Search code examples
pythonpython-3.xweb-scrapingreturn

Unable to return all the results at once


I've written a script in python to fetch some links from a webpage. There are two functions within my script. The first function collect links to the local businesses from a webpage and the second function traverses those links and collect urls to the various events.

When I try with the script found here, I get desired results.

How can I return all the results complying the below design?

The following script return the results of individual links whereas I wish to return all the result at once keeping the design as it is (logic may vary).

import requests
from bs4 import BeautifulSoup
from urllib.parse import urljoin

linklist = []

def collect_links(link):
    res = requests.get(link)
    soup = BeautifulSoup(res.text, "lxml")
    items = [urljoin(url,item.get("href")) for item in soup.select(".business-listings-category-list .field-content a[hreflang]")]
    return items

def fetch_info(ilink):
    res = requests.get(ilink)
    soup = BeautifulSoup(res.text, "lxml")
    for item in soup.select(".business-teaser-title a[title]"):
        linklist.append(urljoin(url,item.get("href")))
    return linklist

if __name__ == '__main__':
    url = "https://www.parentmap.com/atlas"
    for itemlink in collect_links(url):
        print(fetch_info(itemlink))

Solution

  • First of all I removed the global linklist as it is returned from the function anyway, and keeping global creates overlapping results. Next I added a function to "assemble" the links the way you wanted.

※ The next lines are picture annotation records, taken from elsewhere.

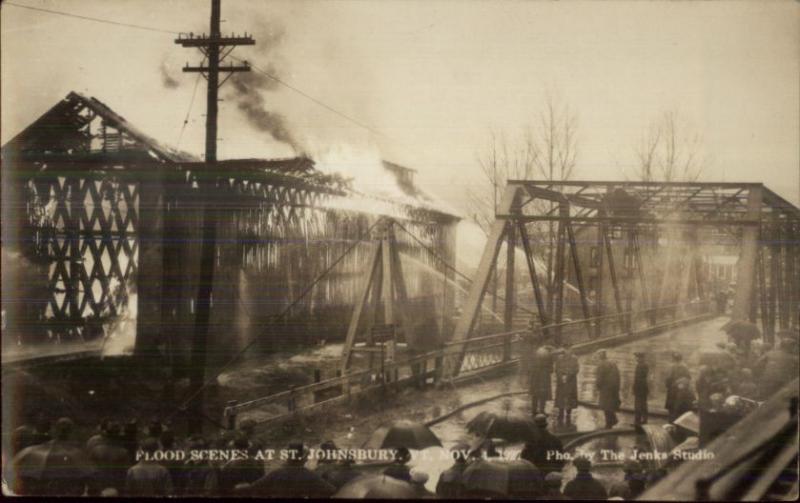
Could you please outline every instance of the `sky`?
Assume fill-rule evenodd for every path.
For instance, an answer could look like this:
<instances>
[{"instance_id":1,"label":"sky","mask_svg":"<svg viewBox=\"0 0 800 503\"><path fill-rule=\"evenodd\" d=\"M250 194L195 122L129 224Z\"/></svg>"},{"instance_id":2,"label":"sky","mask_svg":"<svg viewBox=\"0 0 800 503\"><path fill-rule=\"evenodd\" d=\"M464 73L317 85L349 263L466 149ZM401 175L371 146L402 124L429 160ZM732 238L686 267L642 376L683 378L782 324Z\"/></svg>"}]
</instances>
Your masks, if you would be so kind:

I used a set to prevent duplicate links.

    #!/usr/bin/python
    
    import requests
    from bs4 import BeautifulSoup
    from urllib.parse import urljoin
    
    def collect_links(link):
        res = requests.get(link)
        soup = BeautifulSoup(res.text, "lxml")
        items = [urljoin(url,item.get("href")) for item in soup.select(".business-listings-category-list .field-content a[hreflang]")]
        return items
    
    def fetch_info(ilink):
        linklist = []
        res = requests.get(ilink)
        soup = BeautifulSoup(res.text, "lxml")
        for item in soup.select(".business-teaser-title a[title]"):
            linklist.append(urljoin(url,item.get("href")))
        return linklist
    
    def fetch_all_links(url):
        links = set()
        for itemlink in collect_links(url):
            links.update(fetch_info(itemlink))
        return list(links)
    
    if __name__ == '__main__':
        url = "https://www.parentmap.com/atlas"
        print(fetch_all_links(url))